By Specialty: What Actually Changes

The 10-pillar foundation is universal. The specialty layer on top is where generic 'practice management' software starts to fail. Here is what shifts by vertical.

  • Dental. Tooth charting (Universal Numbering System), perio charting, treatment plan presentation with phasing, insurance fee schedules per payer, predeterminations, dental-specific codes (CDT, not CPT), claims to a dental clearinghouse, and imaging integration (Dexis, Carestream). Open Dental, Dentrix, and Eaglesoft dominate; modern entrants like Curve and Deelo's Dental app are eating share.
  • Chiropractic. Subluxation charting, exam-to-adjustment workflow, recurring care plans (typically 3x/week tapering), ICD-10 with primary spinal codes, Medicare AT modifier compliance, and personal injury / auto-accident billing workflows that almost no general healthcare software handles correctly.
  • Physical therapy. Plan of care with goals tied to functional outcomes (LEFS, DASH, Oswestry), progress notes per visit, KX modifier and therapy threshold tracking, 8-minute rule for timed codes, Medicare cap monitoring, and home exercise program (HEP) delivery.
  • Veterinary. Patient = animal, owner = client (one-to-many), species-specific drug dosing, controlled substance logs (DEA), boarding and grooming as line items, lab integration with IDEXX/Antech, and reminder systems that handle vaccine intervals by species.
  • Mental health. Measurement-based care (PHQ-9, GAD-7) baked into intake and progress notes, treatment plans with measurable objectives, 90834 vs 90837 documentation thresholds, telehealth as a default modality, and 42 CFR Part 2 for substance use disorder records (stricter than HIPAA).
  • Primary care. Problem-oriented charting, preventive care reminders (HEDIS measures), chronic care management (CCM) billing for 99490/99439, annual wellness visit (AWV) workflow, vaccine inventory by lot, and labs/imaging order management.
  • Urgent care. Walk-in queue management with estimated wait times, self-pay and insurance side by side, x-ray and rapid lab integration, occupational medicine workflow (DOT physicals, drug screens), and high-volume coding (99202-99205, 99212-99215) with E/M auditing.
  • Fertility. Cycle tracking (stim, retrieval, transfer), lab and ultrasound results in a daily monitoring view, embryology integration, donor and gestational carrier records, and self-pay package pricing because most cycles are not insurance-covered.
  • Sleep medicine. Home sleep test (HST) and in-lab study scheduling, AHI and oxygen desaturation reporting, CPAP DME workflow with compliance tracking (4 hours/night, 70% of nights, 30 days for Medicare), and split-night protocols.

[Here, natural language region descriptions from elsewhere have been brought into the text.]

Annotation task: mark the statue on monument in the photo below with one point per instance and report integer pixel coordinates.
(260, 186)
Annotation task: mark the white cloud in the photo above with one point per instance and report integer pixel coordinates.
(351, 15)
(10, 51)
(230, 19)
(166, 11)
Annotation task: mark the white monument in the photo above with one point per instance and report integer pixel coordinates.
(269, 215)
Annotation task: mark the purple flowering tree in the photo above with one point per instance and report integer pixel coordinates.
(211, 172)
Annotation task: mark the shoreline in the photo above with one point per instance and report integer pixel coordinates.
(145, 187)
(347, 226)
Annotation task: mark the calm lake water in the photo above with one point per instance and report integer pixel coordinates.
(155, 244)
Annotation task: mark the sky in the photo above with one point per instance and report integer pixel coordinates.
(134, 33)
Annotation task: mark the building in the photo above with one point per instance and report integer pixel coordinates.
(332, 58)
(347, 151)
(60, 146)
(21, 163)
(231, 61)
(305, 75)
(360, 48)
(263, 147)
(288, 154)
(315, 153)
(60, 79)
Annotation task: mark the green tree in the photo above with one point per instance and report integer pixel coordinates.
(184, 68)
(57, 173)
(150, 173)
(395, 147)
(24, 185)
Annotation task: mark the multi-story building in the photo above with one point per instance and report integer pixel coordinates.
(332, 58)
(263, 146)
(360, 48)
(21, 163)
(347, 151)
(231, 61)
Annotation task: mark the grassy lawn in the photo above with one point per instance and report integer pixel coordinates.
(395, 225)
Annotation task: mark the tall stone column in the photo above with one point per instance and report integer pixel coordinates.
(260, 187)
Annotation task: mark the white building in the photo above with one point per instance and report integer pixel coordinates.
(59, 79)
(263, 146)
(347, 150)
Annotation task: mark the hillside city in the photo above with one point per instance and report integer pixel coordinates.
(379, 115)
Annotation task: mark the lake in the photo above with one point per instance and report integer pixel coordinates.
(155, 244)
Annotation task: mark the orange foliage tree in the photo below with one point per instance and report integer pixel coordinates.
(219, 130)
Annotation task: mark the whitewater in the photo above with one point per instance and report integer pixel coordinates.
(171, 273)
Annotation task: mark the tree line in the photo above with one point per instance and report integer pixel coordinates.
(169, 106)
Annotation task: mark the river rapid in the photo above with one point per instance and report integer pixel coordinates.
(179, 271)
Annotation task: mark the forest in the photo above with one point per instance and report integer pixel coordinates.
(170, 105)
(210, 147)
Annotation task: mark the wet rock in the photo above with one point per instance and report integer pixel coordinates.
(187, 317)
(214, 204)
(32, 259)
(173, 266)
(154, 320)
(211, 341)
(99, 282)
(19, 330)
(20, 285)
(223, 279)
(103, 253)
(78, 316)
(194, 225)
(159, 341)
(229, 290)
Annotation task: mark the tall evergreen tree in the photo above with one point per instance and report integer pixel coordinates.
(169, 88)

HIPAA Requirements: What Your Software Must Do

HIPAA is not a feature checkbox. It is a set of obligations on you (the covered entity) and your software vendors (your business associates). Your software must enable you to comply -- if it cannot, you are liable.

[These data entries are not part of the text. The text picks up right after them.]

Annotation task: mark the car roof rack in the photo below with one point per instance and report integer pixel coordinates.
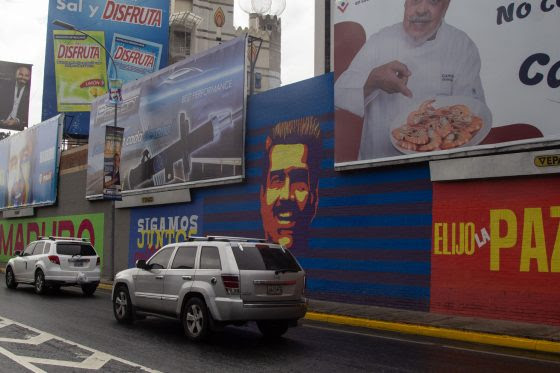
(230, 238)
(196, 238)
(52, 238)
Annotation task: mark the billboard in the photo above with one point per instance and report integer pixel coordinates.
(134, 57)
(125, 24)
(29, 165)
(15, 86)
(182, 125)
(16, 234)
(496, 248)
(79, 69)
(416, 79)
(362, 237)
(111, 163)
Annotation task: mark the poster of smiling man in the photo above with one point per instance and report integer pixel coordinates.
(416, 78)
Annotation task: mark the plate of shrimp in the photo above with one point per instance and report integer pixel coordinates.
(441, 123)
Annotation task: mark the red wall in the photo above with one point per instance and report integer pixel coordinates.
(496, 249)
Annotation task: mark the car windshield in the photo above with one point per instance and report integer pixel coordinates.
(69, 248)
(264, 257)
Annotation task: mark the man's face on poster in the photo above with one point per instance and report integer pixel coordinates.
(288, 202)
(23, 75)
(422, 18)
(19, 171)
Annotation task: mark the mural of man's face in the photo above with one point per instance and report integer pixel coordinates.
(19, 171)
(422, 18)
(288, 203)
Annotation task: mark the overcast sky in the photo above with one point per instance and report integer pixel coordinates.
(23, 26)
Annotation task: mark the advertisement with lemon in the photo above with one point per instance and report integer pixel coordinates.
(79, 69)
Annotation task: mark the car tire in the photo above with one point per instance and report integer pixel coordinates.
(10, 278)
(40, 283)
(89, 289)
(273, 329)
(196, 320)
(122, 305)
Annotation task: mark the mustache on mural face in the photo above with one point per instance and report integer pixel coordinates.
(420, 19)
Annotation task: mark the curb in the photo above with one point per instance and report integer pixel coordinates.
(430, 331)
(536, 345)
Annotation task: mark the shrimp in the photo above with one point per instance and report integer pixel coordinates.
(455, 139)
(407, 145)
(461, 113)
(434, 144)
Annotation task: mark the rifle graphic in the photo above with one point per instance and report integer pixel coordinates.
(173, 164)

The non-negotiables: encryption of PHI at rest (AES-256 typical) and in transit (TLS 1.2+); unique user accounts for every person who touches the system (no shared logins); role-based access controls that follow minimum-necessary; audit logs that record who viewed/edited/exported what record and when, retained for at least 6 years; automatic logoff after a period of inactivity; and a documented breach-notification workflow that triggers within 60 days of discovery (sooner for state laws like California's 15-day rule).

You also need a signed Business Associate Agreement (BAA) from every vendor that touches PHI -- your EHR, your hosting provider, your email service, your SMS provider, your cloud storage, your AI vendor. Yes, AI vendors. If you paste patient text into ChatGPT without a BAA, you have just created a HIPAA breach. Use HIPAA-compliant AI (Deelo's AI assistant runs under a BAA; many consumer LLMs do not).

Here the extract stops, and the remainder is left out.